In 1934, as estribillista in Roberto Zerrillo's orchestra, he produced the unique event of singing a tango with its complete lyric on the recording of “Serenata de amor” by Zerrillo and Orestes Cúfaro. So this foretold the end of the estribillistas´ era to give way to the orchestra singer's era.

After his stay with Troilo, the highest point in his career, Fiorentino put together his own orchestra, which was arranged and conducted by Astor Piazzolla, with which, in spite of recording 22 songs, he did not achieve what he expected. Ismael Spitalnik, a remarkable bandoneonist and arranger, replaced Piazzolla to conduct the orchestra; they recorded two more tunes.

Not always success achieved with audiences is a determining factor to establish the level of quality of the artistic product. The combination Fiorentino-Piazzolla was avant-garde for that time and with this, his first experience in leading an orchestra, Astor is foretelling his innovative proposal by the side of a mature and in full form Fiore.

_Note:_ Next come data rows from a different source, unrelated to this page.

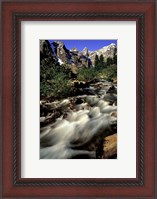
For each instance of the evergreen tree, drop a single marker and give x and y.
(101, 62)
(115, 57)
(109, 61)
(96, 62)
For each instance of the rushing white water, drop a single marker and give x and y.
(79, 134)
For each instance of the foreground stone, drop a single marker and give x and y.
(110, 146)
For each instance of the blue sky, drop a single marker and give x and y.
(90, 44)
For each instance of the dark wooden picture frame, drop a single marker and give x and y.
(143, 12)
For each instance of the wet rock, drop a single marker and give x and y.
(110, 146)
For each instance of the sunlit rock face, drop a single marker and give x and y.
(58, 52)
(46, 52)
(79, 124)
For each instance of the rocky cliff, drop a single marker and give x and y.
(57, 52)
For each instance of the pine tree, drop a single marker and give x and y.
(109, 61)
(115, 57)
(96, 62)
(101, 62)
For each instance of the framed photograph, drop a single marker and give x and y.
(78, 99)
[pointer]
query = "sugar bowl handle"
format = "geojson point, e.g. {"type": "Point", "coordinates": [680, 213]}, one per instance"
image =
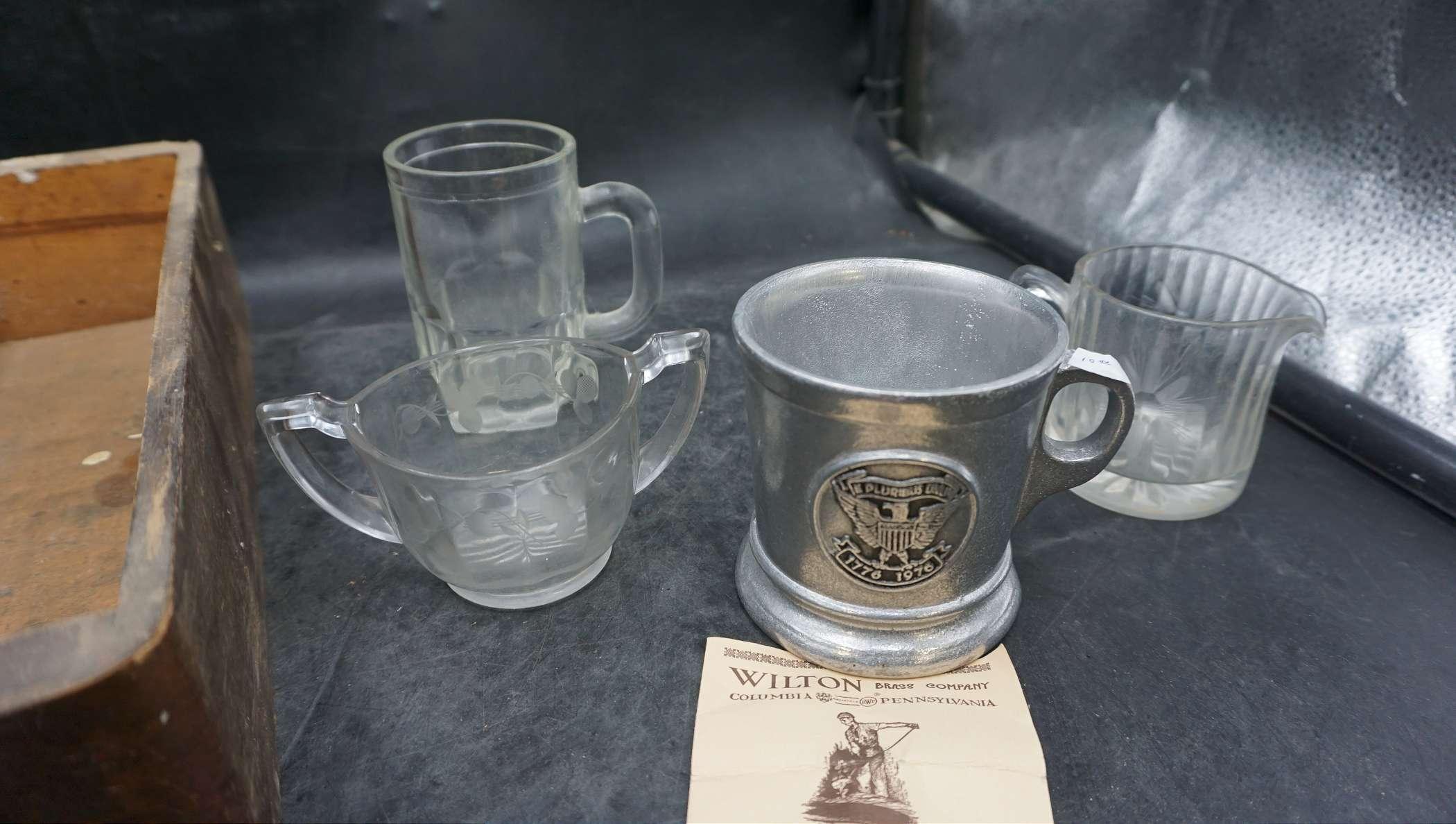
{"type": "Point", "coordinates": [281, 421]}
{"type": "Point", "coordinates": [1064, 465]}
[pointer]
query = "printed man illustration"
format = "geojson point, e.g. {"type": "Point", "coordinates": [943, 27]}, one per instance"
{"type": "Point", "coordinates": [864, 741]}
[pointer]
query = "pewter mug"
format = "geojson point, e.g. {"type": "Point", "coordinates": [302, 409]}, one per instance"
{"type": "Point", "coordinates": [897, 413]}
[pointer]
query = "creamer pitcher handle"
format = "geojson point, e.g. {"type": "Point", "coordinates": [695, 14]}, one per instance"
{"type": "Point", "coordinates": [1064, 465]}
{"type": "Point", "coordinates": [632, 206]}
{"type": "Point", "coordinates": [664, 350]}
{"type": "Point", "coordinates": [281, 420]}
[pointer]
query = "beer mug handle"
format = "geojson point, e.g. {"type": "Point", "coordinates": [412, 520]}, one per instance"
{"type": "Point", "coordinates": [281, 421]}
{"type": "Point", "coordinates": [1061, 465]}
{"type": "Point", "coordinates": [632, 206]}
{"type": "Point", "coordinates": [666, 350]}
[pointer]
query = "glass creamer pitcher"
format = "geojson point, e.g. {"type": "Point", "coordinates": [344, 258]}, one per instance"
{"type": "Point", "coordinates": [510, 517]}
{"type": "Point", "coordinates": [1202, 336]}
{"type": "Point", "coordinates": [489, 220]}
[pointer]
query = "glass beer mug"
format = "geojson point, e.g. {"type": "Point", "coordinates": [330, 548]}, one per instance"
{"type": "Point", "coordinates": [489, 220]}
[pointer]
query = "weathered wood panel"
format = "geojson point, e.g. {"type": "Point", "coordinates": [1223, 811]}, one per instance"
{"type": "Point", "coordinates": [161, 708]}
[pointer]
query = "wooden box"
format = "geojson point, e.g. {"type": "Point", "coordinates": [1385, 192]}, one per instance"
{"type": "Point", "coordinates": [133, 666]}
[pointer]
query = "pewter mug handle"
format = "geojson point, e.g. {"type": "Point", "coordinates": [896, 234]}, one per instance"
{"type": "Point", "coordinates": [1061, 465]}
{"type": "Point", "coordinates": [632, 206]}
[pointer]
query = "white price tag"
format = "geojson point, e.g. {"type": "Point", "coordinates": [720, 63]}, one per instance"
{"type": "Point", "coordinates": [1098, 363]}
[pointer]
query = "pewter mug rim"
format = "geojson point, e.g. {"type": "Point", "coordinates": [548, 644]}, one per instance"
{"type": "Point", "coordinates": [628, 400]}
{"type": "Point", "coordinates": [569, 144]}
{"type": "Point", "coordinates": [1080, 273]}
{"type": "Point", "coordinates": [756, 351]}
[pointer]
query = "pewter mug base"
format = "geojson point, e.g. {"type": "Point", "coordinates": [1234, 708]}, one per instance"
{"type": "Point", "coordinates": [876, 642]}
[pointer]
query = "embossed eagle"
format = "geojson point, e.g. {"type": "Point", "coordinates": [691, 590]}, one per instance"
{"type": "Point", "coordinates": [885, 524]}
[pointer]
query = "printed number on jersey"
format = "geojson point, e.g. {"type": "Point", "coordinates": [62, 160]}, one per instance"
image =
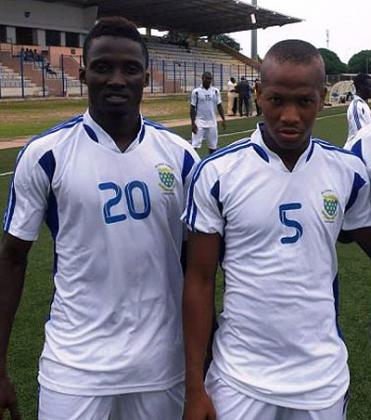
{"type": "Point", "coordinates": [136, 196]}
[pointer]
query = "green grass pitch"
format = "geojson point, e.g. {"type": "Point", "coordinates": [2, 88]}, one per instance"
{"type": "Point", "coordinates": [23, 118]}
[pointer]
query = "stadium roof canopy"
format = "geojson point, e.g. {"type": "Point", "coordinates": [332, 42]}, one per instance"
{"type": "Point", "coordinates": [201, 17]}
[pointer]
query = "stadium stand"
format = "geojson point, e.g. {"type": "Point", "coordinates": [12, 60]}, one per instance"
{"type": "Point", "coordinates": [174, 68]}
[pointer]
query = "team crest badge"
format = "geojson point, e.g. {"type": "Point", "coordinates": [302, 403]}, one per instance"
{"type": "Point", "coordinates": [167, 177]}
{"type": "Point", "coordinates": [330, 206]}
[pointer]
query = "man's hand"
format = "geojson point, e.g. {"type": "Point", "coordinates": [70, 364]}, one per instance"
{"type": "Point", "coordinates": [8, 399]}
{"type": "Point", "coordinates": [199, 407]}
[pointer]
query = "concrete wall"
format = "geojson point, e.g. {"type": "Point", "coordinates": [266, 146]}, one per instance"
{"type": "Point", "coordinates": [44, 15]}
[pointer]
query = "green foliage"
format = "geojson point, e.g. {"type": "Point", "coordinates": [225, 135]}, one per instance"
{"type": "Point", "coordinates": [333, 64]}
{"type": "Point", "coordinates": [360, 62]}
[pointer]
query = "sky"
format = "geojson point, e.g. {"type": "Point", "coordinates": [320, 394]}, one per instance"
{"type": "Point", "coordinates": [348, 23]}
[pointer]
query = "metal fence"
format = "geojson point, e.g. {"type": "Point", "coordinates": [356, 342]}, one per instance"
{"type": "Point", "coordinates": [22, 76]}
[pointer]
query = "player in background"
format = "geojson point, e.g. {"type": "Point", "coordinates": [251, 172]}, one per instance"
{"type": "Point", "coordinates": [111, 187]}
{"type": "Point", "coordinates": [273, 206]}
{"type": "Point", "coordinates": [359, 113]}
{"type": "Point", "coordinates": [205, 100]}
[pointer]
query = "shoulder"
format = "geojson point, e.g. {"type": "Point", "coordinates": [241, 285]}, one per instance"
{"type": "Point", "coordinates": [50, 139]}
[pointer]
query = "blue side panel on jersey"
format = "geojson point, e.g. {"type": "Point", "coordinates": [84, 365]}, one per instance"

His decline was slow but inevitable. More than ten years elapsed since his debut with Troilo and by the end of the 40s he was still in several important orchestras, such as José Basso's and Alberto Mancione's, among others, but no longer with his yesterday's success; anyway, he commited to record some pieces.

Finally he moved to Uruguay, in 1951, to join the group led by the pianist José Puglia and the bandoneonist Edgardo Pedroza. With this orchestra he made his last three recordings on November 1951.

He died on Septiembre 11, 1955 in an accident in the province of Mendoza, placed a thousand kilometers far from the city of Buenos Aires.